Occasionally, an orderfile roll will cause performance problems on perfbots. This typically triggers an alert in the form of a bug report, which contains a group of related regressions like the one shown here.

In such cases it is important to keep in mind that effectiveness of the orderfile is coupled with using a recent PGO profile when building the native code. As a result some orderfile improvements (or effective no-ops) register as regressions on perfbots using non-PGO builds, which is the most common perfbot configuration.

If a new regression does not include alerts from the android-pixel6-perf-pgo (the only Android PGO perfbot as of 2024-06) then the first thing to check is to query the same benchmark+metric combinations for the PGO bot. If the graphs demonstrate no regression, feel free to close the issue as WontFix(Intended Behavior). However, not all benchmarks are exercised on the PGO bot continuously. If there is no PGO coverage for a particular benchmark+metric combination, this combination can be checked on Pinpoint with the right perfbot choice (example).

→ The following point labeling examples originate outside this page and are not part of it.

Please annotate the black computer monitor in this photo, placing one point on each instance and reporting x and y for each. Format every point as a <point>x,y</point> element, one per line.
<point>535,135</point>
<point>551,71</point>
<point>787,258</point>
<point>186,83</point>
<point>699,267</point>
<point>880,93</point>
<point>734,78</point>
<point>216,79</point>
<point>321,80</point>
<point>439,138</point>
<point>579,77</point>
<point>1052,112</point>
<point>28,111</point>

Finally, the PGO+orderfile coupling exists only on arm64. Most speed optimization efforts on Android are focused on this configuration. On arm32 the most important orderfile optimization is for reducing memory used by machine code. Only one benchmark measures it: system_health.memory_mobile.

Orderfile Pipeline

The orderfile_generator_backend.py script runs several key steps:

  1. Build and install Chrome with orderfile instrumentation. This uses the -finstrument-function-entry-bare Clang command line option to insert instrumentation for function entry. The build will be generated in out/arm_instrumented_out/ or out/arm64_instrumented_out, depending on the CPU architecture (instruction set).

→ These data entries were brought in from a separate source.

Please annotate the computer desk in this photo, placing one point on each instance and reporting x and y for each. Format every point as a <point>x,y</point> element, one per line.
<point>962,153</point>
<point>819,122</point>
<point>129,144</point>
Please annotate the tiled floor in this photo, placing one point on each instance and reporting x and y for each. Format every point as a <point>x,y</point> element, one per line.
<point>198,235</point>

  2. Run the benchmarks and collect profiles. These benchmarks can be found in orderfile.py. These profiles are a list of function offsets into the binary that were called during execution of the benchmarks.

  3. Cluster the symbols from the profiles to generate the unpatched orderfile. The offsets are processed and merged using a clustering algorithm to produce an orderfile.

  4. Build an uninstrumented Chrome and patch the orderfile with it. The orderfile based on an instrumented build cannot be applied directly to an uninstrumented build. The orderfile needs to be patched with an uninstrumented build because the instrumentation has a non-trivial impact on inlining decisions and has identical code folding disabled. The patching step produces the final orderfile which will be in clank/orderfiles/ for internal builds, or in orderfiles/ if running the generator script with --public. The uninstrumented build will be in out/orderfile_arm64_uninstrumented_out.

  5. Run benchmarks on the final orderfile. We run some benchmarks to compare the performance with/without the orderfile. You can supply the --no-benchmark flag to skip this step.